Das Department of Homeland Security (DHS) gab das Ende seiner "Surge Operation" in Minneapolis bekannt und enthüllte gleichzeitig, dass eine kleine Anzahl von Mitarbeitern in den Twin Cities verbleiben wird, wie The Verge berichtet. Diese Nachricht kommt, während die Federal Reserve eine Untersuchung veröffentlichte, die darauf hindeutet, dass US-Unternehmen und Verbraucher im vergangenen Jahr fast 90 Prozent der Kosten von Donald Trumps Zöllen trugen, wie Ars Technica berichtete.
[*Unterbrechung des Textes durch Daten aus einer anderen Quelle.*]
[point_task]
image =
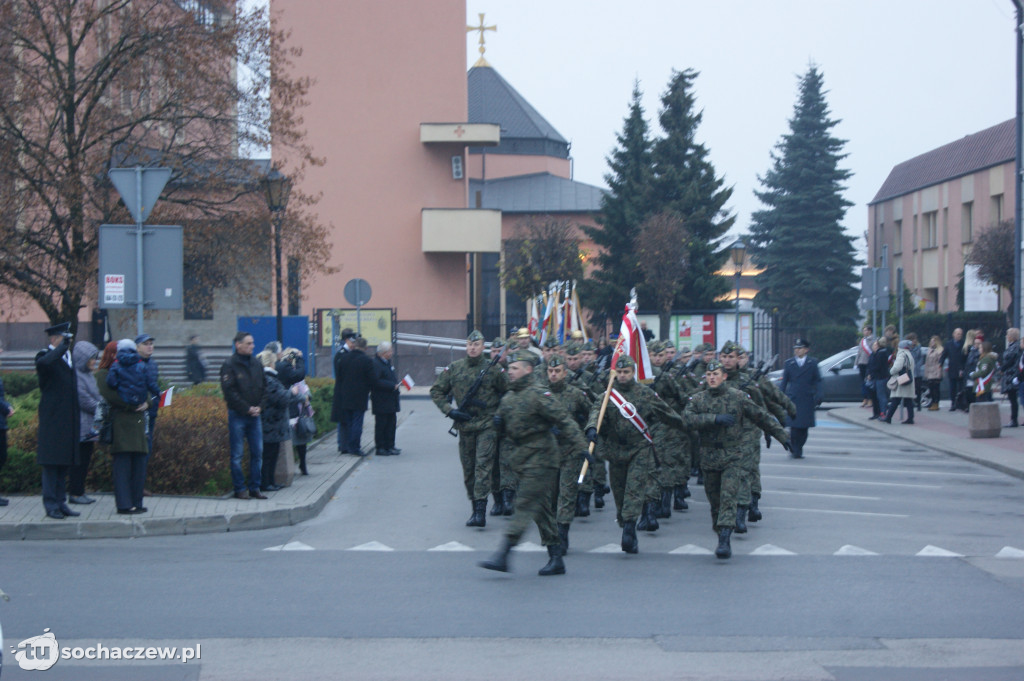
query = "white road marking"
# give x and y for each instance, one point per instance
(938, 552)
(452, 546)
(850, 550)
Unterdessen ist der Arbeitsmarkt weiterhin ein Streitpunkt, wobei einige Wall-Street-Analysten die neuesten Zahlen des U.S. Bureau of Labor Statistics anzweifeln, wie Fortune feststellte.
Die Entscheidung des DHS, seine Operation in Minneapolis zurückzufahren, wurde von Grenzbeauftragten Tom Homan bekannt gegeben, der erklärte, dass die "Surge Operation" beendet werde, aber eine kleine Anzahl von Mitarbeitern verbleiben werde, so The Verge. Diese Ankündigung folgt auf eine Zeit erhöhter Kontrolle und Konflikte in den Twin Cities.
Gleichzeitig sind die wirtschaftlichen Auswirkungen der Zölle weiterhin spürbar. Die Forschung der Federal Reserve, die von Ars Technica detailliert beschrieben wurde, ergab, dass amerikanische Unternehmen und Verbraucher im Jahr 2025 den Großteil der Zollkosten trugen. Die Autoren der Studie schrieben in einem Blogbeitrag: "Unsere Ergebnisse zeigen, dass der Großteil der Zollbelastung weiterhin auf US-Unternehmen und -Verbraucher entfällt."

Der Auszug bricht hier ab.